In our part of the world, the water is hard with lots of minerals so water softeners are commonly found in houses. They cost a couple of hundred bucks, sit in the basement, every couple of months you fill them with salt and mostly you forget about them. The only reason you remember to fill the salt barrel is because the drinking glasses start coming out of the dishwasher spotted and dirty. I tell you this to give you some background on an ad that I heard on the radio that really got me thinking.
The guy in the ad started explaining their new water softening system doesn’t use electricity to soften the water, it’s just a flow through system yada, yada, yada. Then he says, "JUST IMAGINE THE SAVINGS." I about fell off my chair.
Wow! Could I save enough to take my family on that long dreamed of Mediterranean cruise? Or maybe pay off my new car? Or maybe I could save enough to pay for a building to be built in my name at the Wizard Academy. I’m getting really excited now! What could I save from this guy’s water softener?
I asked my wife, "How much do we pay for our water softener?"
She replies, "I don’t know, we own it."
"So how much do you think it might cost us to run it?"
"Not a clue," came her answer.
As much as the guy in the ad thinks it might be easy for anyone to imagine, in fact, it’s rather difficult. I can’t even imagine a time when I would normally care enough to do the math, but this guy’s got me all revved up. Just imagine the savings!
Maybe I can retire the mortgage on my house, or buy an island in the Caribbean to spend my winters.

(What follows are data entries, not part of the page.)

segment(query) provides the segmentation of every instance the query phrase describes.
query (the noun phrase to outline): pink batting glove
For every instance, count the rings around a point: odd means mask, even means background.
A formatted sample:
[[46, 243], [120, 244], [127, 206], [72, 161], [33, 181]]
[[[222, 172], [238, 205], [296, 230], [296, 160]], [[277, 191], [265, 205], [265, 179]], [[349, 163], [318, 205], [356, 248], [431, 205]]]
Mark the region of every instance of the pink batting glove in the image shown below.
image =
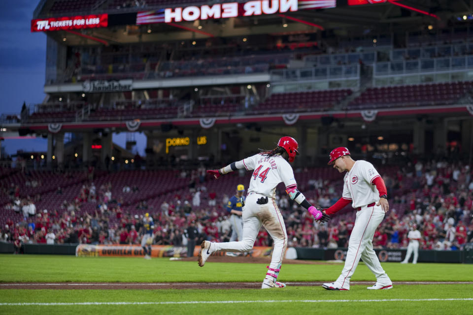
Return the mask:
[[324, 215], [322, 213], [322, 211], [317, 210], [317, 208], [313, 206], [309, 207], [309, 209], [307, 210], [309, 211], [309, 213], [312, 215], [312, 216], [313, 217], [314, 219], [316, 220], [319, 220], [323, 217]]
[[210, 169], [207, 171], [207, 174], [213, 176], [215, 179], [218, 179], [218, 178], [222, 176], [218, 169]]

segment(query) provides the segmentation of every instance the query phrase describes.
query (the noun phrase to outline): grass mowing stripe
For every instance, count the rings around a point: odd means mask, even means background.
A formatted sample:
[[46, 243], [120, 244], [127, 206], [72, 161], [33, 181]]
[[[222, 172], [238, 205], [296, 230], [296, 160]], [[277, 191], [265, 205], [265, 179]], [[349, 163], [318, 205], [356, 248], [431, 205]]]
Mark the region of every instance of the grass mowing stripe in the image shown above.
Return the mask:
[[338, 303], [367, 302], [425, 302], [434, 301], [473, 301], [473, 298], [451, 299], [382, 299], [379, 300], [269, 300], [260, 301], [182, 301], [179, 302], [84, 302], [77, 303], [0, 303], [0, 306], [28, 306], [40, 305], [45, 306], [72, 305], [163, 305], [169, 304], [222, 304], [235, 303]]

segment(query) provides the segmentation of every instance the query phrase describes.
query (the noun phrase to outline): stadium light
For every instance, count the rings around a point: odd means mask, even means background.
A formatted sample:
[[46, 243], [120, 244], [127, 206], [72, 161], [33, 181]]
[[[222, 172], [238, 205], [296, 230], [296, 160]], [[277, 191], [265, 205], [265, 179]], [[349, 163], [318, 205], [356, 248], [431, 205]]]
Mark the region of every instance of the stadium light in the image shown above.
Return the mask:
[[179, 28], [179, 29], [182, 29], [183, 30], [185, 30], [186, 31], [190, 31], [191, 32], [193, 32], [196, 33], [200, 33], [203, 35], [206, 35], [207, 36], [210, 36], [211, 37], [215, 37], [213, 35], [213, 34], [210, 34], [210, 33], [207, 33], [206, 32], [203, 32], [203, 31], [201, 31], [200, 30], [196, 30], [195, 29], [191, 29], [191, 28], [188, 28], [187, 27], [184, 26], [183, 25], [179, 25], [179, 24], [176, 24], [175, 23], [168, 23], [168, 25], [170, 25], [171, 26], [173, 26], [175, 28]]
[[[278, 15], [278, 16], [280, 16], [281, 17], [282, 17], [282, 18], [286, 18], [286, 19], [289, 19], [289, 20], [292, 20], [292, 21], [295, 21], [295, 22], [299, 22], [300, 23], [302, 23], [302, 24], [306, 24], [307, 25], [310, 25], [310, 26], [315, 27], [316, 27], [316, 28], [317, 28], [318, 29], [320, 29], [321, 31], [323, 31], [323, 30], [324, 30], [324, 28], [322, 27], [322, 26], [320, 26], [320, 25], [318, 25], [318, 24], [315, 24], [315, 23], [312, 23], [310, 22], [307, 22], [307, 21], [304, 21], [304, 20], [301, 20], [300, 19], [297, 19], [297, 18], [293, 18], [293, 17], [292, 17], [292, 16], [288, 16], [288, 15], [284, 15], [284, 14], [278, 14], [277, 15]], [[286, 24], [286, 26], [287, 26], [287, 24], [285, 22], [284, 22], [284, 23], [285, 23], [285, 24]], [[286, 26], [284, 26], [284, 25], [283, 25], [282, 26], [283, 26], [283, 27], [286, 27]]]
[[[425, 14], [426, 15], [429, 15], [429, 16], [431, 16], [433, 18], [435, 18], [437, 20], [440, 20], [440, 18], [439, 18], [438, 16], [436, 15], [435, 14], [434, 14], [433, 13], [430, 13], [426, 11], [423, 11], [422, 10], [419, 10], [419, 9], [416, 9], [416, 8], [413, 7], [412, 6], [409, 6], [409, 5], [406, 5], [405, 4], [400, 3], [397, 2], [397, 0], [388, 0], [388, 2], [389, 2], [390, 3], [392, 3], [393, 4], [396, 4], [396, 5], [398, 5], [405, 9], [407, 9], [408, 10], [412, 10], [412, 11], [418, 12], [419, 13], [422, 13], [422, 14]], [[464, 19], [466, 20], [466, 19]]]

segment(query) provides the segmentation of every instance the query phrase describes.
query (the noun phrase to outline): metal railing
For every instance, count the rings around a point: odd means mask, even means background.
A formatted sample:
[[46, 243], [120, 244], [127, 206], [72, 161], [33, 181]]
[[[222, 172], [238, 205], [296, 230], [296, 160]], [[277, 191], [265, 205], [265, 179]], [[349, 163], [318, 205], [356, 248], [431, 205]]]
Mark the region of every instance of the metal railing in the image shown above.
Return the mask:
[[360, 65], [272, 70], [270, 74], [271, 82], [354, 79], [360, 77]]

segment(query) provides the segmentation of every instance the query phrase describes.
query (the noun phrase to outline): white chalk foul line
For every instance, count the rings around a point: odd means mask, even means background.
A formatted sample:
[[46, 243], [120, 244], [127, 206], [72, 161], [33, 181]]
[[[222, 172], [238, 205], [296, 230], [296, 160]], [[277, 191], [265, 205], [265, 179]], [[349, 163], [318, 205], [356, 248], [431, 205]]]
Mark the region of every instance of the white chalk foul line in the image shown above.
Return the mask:
[[[350, 283], [352, 284], [368, 284], [373, 282], [363, 281], [363, 282], [351, 282]], [[29, 285], [87, 285], [87, 286], [121, 286], [121, 285], [200, 285], [205, 286], [206, 285], [229, 285], [232, 286], [235, 283], [228, 282], [225, 283], [134, 283], [129, 284], [126, 283], [108, 283], [100, 284], [87, 284], [87, 283], [63, 283], [63, 284], [0, 284], [0, 286], [17, 286], [20, 285], [29, 286]], [[244, 284], [252, 285], [259, 284], [261, 282], [248, 282]], [[286, 284], [305, 284], [318, 285], [325, 283], [323, 282], [286, 282]], [[472, 282], [394, 282], [393, 284], [473, 284]]]
[[0, 306], [69, 306], [73, 305], [166, 305], [169, 304], [232, 304], [236, 303], [340, 303], [372, 302], [423, 302], [433, 301], [473, 301], [473, 298], [452, 299], [383, 299], [380, 300], [270, 300], [256, 301], [182, 301], [178, 302], [83, 302], [77, 303], [0, 303]]

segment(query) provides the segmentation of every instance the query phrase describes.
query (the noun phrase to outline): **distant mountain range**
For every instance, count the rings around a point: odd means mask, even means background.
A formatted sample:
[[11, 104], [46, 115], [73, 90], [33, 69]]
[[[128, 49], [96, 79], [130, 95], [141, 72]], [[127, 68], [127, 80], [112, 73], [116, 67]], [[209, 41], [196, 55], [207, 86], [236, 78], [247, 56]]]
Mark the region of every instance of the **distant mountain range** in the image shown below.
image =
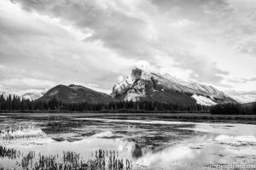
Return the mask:
[[30, 100], [44, 101], [55, 97], [67, 103], [147, 100], [212, 105], [219, 103], [236, 102], [212, 86], [193, 81], [183, 81], [168, 74], [162, 75], [143, 66], [135, 67], [131, 76], [113, 86], [110, 95], [83, 86], [71, 84], [69, 86], [58, 85], [48, 91], [27, 92], [21, 97]]
[[110, 95], [96, 92], [79, 85], [71, 84], [69, 86], [58, 85], [50, 88], [38, 100], [47, 101], [52, 98], [67, 103], [90, 102], [108, 103], [114, 101], [115, 99]]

Maybe
I still don’t know what the savings could be and I’ve been thinking about it for days now.
If you’re writing advertising, BE SPECIFIC! It’s more persuasive than generalities. "Just imagine the savings" is a generality that when it comes to advertising means squat.
He could have said, "Every day, my water softener will save you enough money to buy a cup of coffee and there might even be enough for a cup for your spouse too." I might have felt it was worth it and it probably would have kept my expectations in check, although a new Porsche still sounds pretty darn good.